The shape of a local-first data product

Most data tools today are services. You point them at your warehouse, you sign in, and your queries make a round trip to someone else's control plane before they reach your own data. For a lot of work. Large teams, shared dashboards, centralized governance. That's the right shape.

It's also wrong for more situations than the industry admits. Single operators. Small analytics teams. Products that need to go where sensitive data already lives instead of asking the data to come to them. For those cases the right shape is a single application the user can run on their own machine, against their own files, with nothing in the request path that needs a credit card.

Two storage decisions sit at the heart of building one of those applications, and they look more independent than they are.

The metadata problem

The first decision is what holds everything that isn't the data itself.

A working catalog is document-shaped. Schemas, columns, types, descriptions, contracts. Lineage is graph-shaped. Datasets connected to transforms connected to outputs, with edges carrying their own metadata. Workspace memory is key-value-shaped. Approved facts, prior queries, user-tagged notes. Policy is document-shaped with cross-references. Audit is append-only.

The textbook answer is one store per shape. Document database for the catalog, graph database for lineage, key-value store for memory, another database for policy. Four processes to deploy, four backup stories, three query languages, and an operational footprint that defeats the entire premise of shipping as a single application.

The honest answer for a local-first product is one embedded multi-model store that handles all four shapes. The trade is real. Multi-model embedded stores have younger ecosystems, fewer drivers, occasional sharp edges. The benefit is one process to deploy, one backup file, one query language across the surfaces that have to be joined at decision time. For a desktop application the user owns the lifecycle of, that simplification is the whole game.

diagramscroll horizontally if needed

rendering diagram…

The compute problem

The second decision is where queries actually run.

The textbook answer for an analytics product is “point at a hosted warehouse.” You get scale, you get the warehouse vendor's ecosystem, you get someone else operating the compute. You also get a per-query round trip to a hosted control plane and a runtime cost that doesn't go to zero when nobody is using the product.

For a local-first product the answer flips. An in-process columnar engine over open file formats. Parquet, the open table formats, CSV when you have to.

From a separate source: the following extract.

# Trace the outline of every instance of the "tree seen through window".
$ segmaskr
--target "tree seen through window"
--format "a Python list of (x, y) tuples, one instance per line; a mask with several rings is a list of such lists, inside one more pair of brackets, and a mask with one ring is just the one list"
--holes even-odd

Gives you multi-gigabyte analytics on a laptop in seconds, with no external compute to provision and no warehouse round trip for the prototype queries that make up most actual analytical work. The trade-off is no auto-scale to petabyte ranges, which sounds bad until you remember that a desktop analytics tool isn't the right shape for a petabyte workload anyway.

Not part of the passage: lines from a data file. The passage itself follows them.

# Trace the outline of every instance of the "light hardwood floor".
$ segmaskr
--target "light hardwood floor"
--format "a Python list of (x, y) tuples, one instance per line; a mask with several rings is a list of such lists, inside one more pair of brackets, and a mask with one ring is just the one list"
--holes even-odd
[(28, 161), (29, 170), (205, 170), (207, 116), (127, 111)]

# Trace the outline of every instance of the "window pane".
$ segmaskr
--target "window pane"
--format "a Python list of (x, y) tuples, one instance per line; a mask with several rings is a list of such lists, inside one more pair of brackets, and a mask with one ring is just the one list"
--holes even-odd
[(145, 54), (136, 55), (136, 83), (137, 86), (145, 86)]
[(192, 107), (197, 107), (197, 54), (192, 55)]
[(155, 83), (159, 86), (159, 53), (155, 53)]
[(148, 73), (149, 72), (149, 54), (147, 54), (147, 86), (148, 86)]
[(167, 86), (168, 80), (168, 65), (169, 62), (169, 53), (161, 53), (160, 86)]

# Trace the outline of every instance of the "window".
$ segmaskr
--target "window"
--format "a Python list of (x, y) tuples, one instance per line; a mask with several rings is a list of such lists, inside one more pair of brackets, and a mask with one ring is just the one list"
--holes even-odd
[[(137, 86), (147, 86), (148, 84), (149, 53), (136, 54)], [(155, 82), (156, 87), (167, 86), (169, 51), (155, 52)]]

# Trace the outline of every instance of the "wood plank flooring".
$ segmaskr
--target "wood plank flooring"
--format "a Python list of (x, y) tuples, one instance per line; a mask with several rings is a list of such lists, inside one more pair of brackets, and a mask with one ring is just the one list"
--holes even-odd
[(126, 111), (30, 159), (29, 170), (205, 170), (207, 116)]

diagramscroll horizontally if needed

rendering diagram…

What you give up

Honest list. A hosted shape gives you a centralized cache that everyone hits, a managed query history, automatic credential rotation, and a vendor relationship that's also someone to call when things break. You give all of that up.

Whether the trade is worth it comes down to one question. Are the same expensive queries being made by enough users that a centralized cache earns its keep? For a 50-analyst team running the same 20 metrics hundreds of times a day, the answer is yes. For a 5-person team running mostly different queries against largely fresh data, the answer is no. And you were paying for cache infrastructure that wasn't doing anything for you.

The boundary is closer to the middle than the marketing suggests. Plenty of analytics teams that today run a hosted semantic layer plus a hosted warehouse plus a hosted BI tool would have shipped a year sooner with one binary on their analyst's machine.

What it looks like when the two seams work together

A multi-model metadata store sitting next to an in-process query engine, both inside one process the user runs, talking to data that lives in formats anyone can read in storage the user controls. The metadata layer answers all the questions the AI surface needs to ask. The query engine handles the actual work against the actual data. The boundary between “what the AI knows about the data” and “what runs against the data” is the boundary between the two storage decisions.

Once you have both, a lot of architectural debates resolve themselves. You don't need to choose between “the AI sees raw data” and “the AI is useless”. The AI works with the metadata store; the query engine handles the bytes; they're different processes inside the same binary. You don't need to choose between “hosted service with auth and SSO and SLAs” and “CSV files and Python notebooks”. There's a third option, and it's where a lot of work that doesn't need either should live.

What I'd still revisit

The honest list of open questions for anyone trying this:

When the multi-model embedded store you picked matures its replication story, multi-workspace use cases become much easier. Until then they're a notable gap.

When in-process columnar engines stabilize their writers for the open table formats you care about, parts of the dual-engine setup might collapse to single-engine. That's a complexity reduction worth waiting for.

If a serious local graph engine emerges that's lighter than what currently dominates the multi-model space, it's worth re-running the comparison. The right answer for a 2026 local-first product is not necessarily the right answer for a 2027 one.

Good architecture is a live document. The shape works. The specific picks under it should be stress-tested every six months against the question “is this still the right cut?” If the answer turns no, that's the next post.